Les déclarations de Fayçal Husseini selon lesquelles les accords d’Oslo n’étaient qu’un cheval de Troie constituent l’essentiel du chapitre 7 sur « les objectifs secrets de l’Intifada ». Le chapitre 8 (« Comment Arafat contrôle l’Intifada ») cite abondamment les documents signés de la main même d’Arafat, saisis dans sa résidence de la Mouqata’a en même temps que des caisses de faux billets américains et israéliens, et en particulier les ordres de faire payer par la trésorerie de l’Autorité palestinienne les primes versées aux familles des « martyrs ». On peut d’ailleurs remarquer que les sommes effectivement allouées sont inférieures, par décision personnelle d’Arafat, à celles qui étaient proposées par ses subordonnés. Ce chapitre, bien évidemment, évoque la question de l’usage des sommes versées à l’Autorité palestinienne par l’Union Européenne, usage d’autant plus impossible à vérifier dans le détail que les millions d’euros versés se sont fondus dans la masse du budget de l’Autorité.
Les trois derniers chapitres abordent les questions juridiques. Les attentats perpétrés sous la responsabilité personnelle d’Arafat peuvent-ils être qualifiés d’actes de génocide et de crimes contre l’humanité? Juristes de métier, les deux auteurs répondent par l’affirmative à l’une et l’autre question, d’autant que la guerre déclarée par Arafat est une « guerre aux Juifs » autant et plus qu’à Israël. Les plaintes déposées contre Arafat devant la justice française par les familles de victimes françaises étaient donc parfaitement justifiées. Les auteurs ne manquent pas de s’étonner des retards mis par la justice française à donner suite aux dépôts de plaintes par les parties civiles.
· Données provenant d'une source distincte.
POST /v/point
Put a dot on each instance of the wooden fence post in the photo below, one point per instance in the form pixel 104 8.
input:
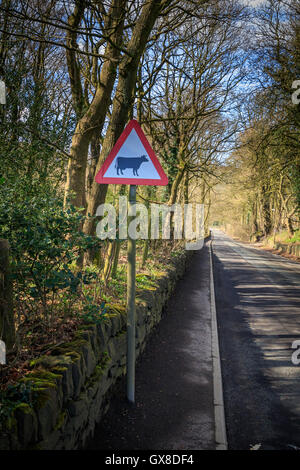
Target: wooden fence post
pixel 7 324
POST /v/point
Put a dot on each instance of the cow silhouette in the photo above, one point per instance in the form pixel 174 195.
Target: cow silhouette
pixel 122 163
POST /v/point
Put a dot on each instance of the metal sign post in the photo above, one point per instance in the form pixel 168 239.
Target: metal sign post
pixel 131 274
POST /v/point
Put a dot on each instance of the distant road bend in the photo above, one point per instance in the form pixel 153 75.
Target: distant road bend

Les choses ne sont évidemment pas simples : Yasser Arafat, sans être reconnu comme chef d’État par l’O.N.U., et donc sans jouir de l’immunité afférente à une telle fonction, n’est pas non plus, à proprement parler, un simple citoyen. En 1998, une victime israélienne avait saisi la Cour suprême d’Israël. Le procureur de l’État, Eliakim Rubinstein, tout en constatant le rôle et la personnalité pénale d’Arafat, avait affirmé qu’une action juridique aurait inévitablement des implications en matière de politique intérieure et internationale. Les auteurs remarquent pourtant que, « en droit pénal, les tribunaux pour l’ex-Yougoslavie et le Rwanda créent des précédents jurisprudentiels. » (p. 191).
N.B. : Les principaux documents sur lesquels s’appuie le livre, des photocopies d’autographes d’Arafat, que les arabisants pourront déchiffrer, et une bibliographie de deux pages complètent ce livre qui a été ignoré par la presse. Achevé d’imprimer en septembre 2004, il a été envoyé par l’éditeur à 150 journaux ou revues. Un mois après sa sortie, aucune de ces publications ne l’avait signalé.